In our original opinion we held that under the provisions of Title 52, R. C. S. of Texas, 1925, and under Article 3269, which is a part of said title, the County Court, on appeal, has jurisdiction to try and determine all matters in dispute between the parties to this suit, and therefore no necessity exists for invoking the powers of the District Court, as a court of equity.

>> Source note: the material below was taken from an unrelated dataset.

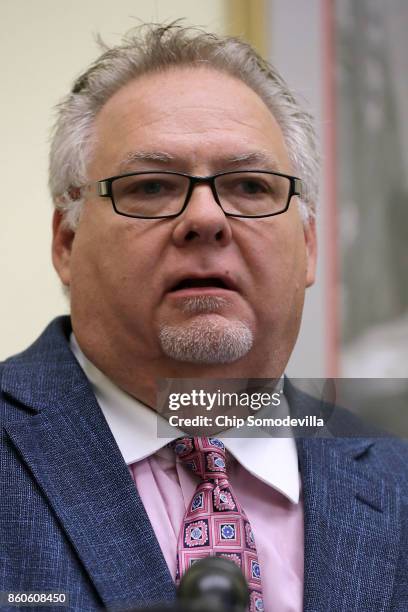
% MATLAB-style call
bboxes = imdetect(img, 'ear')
[304,216,317,287]
[52,210,75,287]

On motion for rehearing the appellee, Gary, insists that said Article 3269 has no application, and that said article is applicable only to those cases wherein, "those having the right of eminent domain are sued for property or for damages to property occupied by it," etc. A reading of our original opinion will show that we held that under the provisions of Title 52, and said article, the County Court has jurisdiction to determine on appeal the issues here involved. We are of the opinion that even if said Article 3269 does not apply to this case that under the various provisions of said Title the County Court has ample power and jurisdiction to adjudicate and settle all matters in dispute in this suit, and that there is no necessity to invoke the jurisdiction of the District Court, as a court of equity to protect any right of appellee in the premises. We think this holding is settled by the authorities cited in our original opinion, and the plain provisions of the various statutes on the subject included under said Title 52. *Page 481
We have carefully read and considered appellee's motion for rehearing, and the very able argument in support thereof, but we still adhere to our original opinion, to the effect that the County Court has power and jurisdiction to adjudicate all matters involved between the parties to this suit.
We therefore recommend that said motion be in all things overruled.